New Permitted Sectors
- As part of China’s efforts since its ascension to the WTO to gradually open its financial services sector to foreign investment, financial leasing companies are upgraded from restricted to permitted.
- Commodity auction services are upgraded from restricted to permitted.
- Manufacturing of containers is upgraded from restricted to permitted.
- Manufacturing of carbonated soft drinks has moved from restricted to permitted.

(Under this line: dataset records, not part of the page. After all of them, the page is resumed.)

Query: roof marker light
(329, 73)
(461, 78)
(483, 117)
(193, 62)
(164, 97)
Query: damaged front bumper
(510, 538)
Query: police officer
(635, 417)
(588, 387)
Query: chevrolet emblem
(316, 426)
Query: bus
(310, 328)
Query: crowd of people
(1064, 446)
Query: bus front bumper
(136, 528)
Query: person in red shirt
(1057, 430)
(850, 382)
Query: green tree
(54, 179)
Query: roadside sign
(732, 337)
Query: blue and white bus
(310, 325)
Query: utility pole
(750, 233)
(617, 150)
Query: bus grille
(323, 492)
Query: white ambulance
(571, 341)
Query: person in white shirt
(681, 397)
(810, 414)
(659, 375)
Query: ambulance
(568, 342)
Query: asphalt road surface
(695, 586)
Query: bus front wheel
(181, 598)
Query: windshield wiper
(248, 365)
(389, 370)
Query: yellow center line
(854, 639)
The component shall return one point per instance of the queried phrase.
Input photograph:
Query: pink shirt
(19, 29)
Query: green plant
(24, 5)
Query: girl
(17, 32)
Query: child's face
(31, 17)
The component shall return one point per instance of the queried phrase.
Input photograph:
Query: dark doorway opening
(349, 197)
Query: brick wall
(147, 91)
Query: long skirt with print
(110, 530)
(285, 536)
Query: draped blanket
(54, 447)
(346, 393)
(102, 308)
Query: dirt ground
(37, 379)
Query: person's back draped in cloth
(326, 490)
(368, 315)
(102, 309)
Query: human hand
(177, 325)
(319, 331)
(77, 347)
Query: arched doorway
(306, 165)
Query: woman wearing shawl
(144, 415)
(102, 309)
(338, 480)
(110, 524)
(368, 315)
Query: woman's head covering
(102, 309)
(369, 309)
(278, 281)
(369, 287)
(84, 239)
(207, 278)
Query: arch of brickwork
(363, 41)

- Commercial companies engaging in the franchise or commission business or business management are upgraded from restricted to permitted. Conversely, commercial companies engaging in mail-order or direct or online sales will remain in the restricted category.
- Medical service institutions are promoted to permitted from the restricted category; in the 2007 Catalogue, such institutions were allowed only in the form of an equity joint venture (EJV) or CJV.
- Distribution and importing of books, newspapers and magazines and importing of audio and visual products and electronic publications are upgraded from prohibited to permitted.
New Restricted Sectors
- The manufacturing (only in the form of a CJV or EJV) of wheeled cranes weighing less than 500 tons and caterpillar cranes weighing less than 600 tons is now restricted.
- The manufacturing of pigment using outdated processes is restricted.
- The manufacturing of inorganic salt using outdated processes and causing serious pollution to the environment is restricted.
New Prohibited Sectors
- Mail courier services within China have been moved from permitted to prohibited.
- Consistent with the Chinese authorities’ efforts to cool the real estate market, construction of villas has been downgraded to prohibited from restricted.
On April 25, 2011 the NDRC also promulgated its new Industry Structure Adjustment Guidance Catalogue, which is that guide’s first amendment since its publication in 2005. The NDRC catalogue sets forth a basis for the country’s overall investment policy including domestic and foreign investment, import and export, finance and taxation, and real estate. Not surprisingly, the NDRC’s industry structure guide catalogue reflects a policy direction similar to that presented in the Catalogue.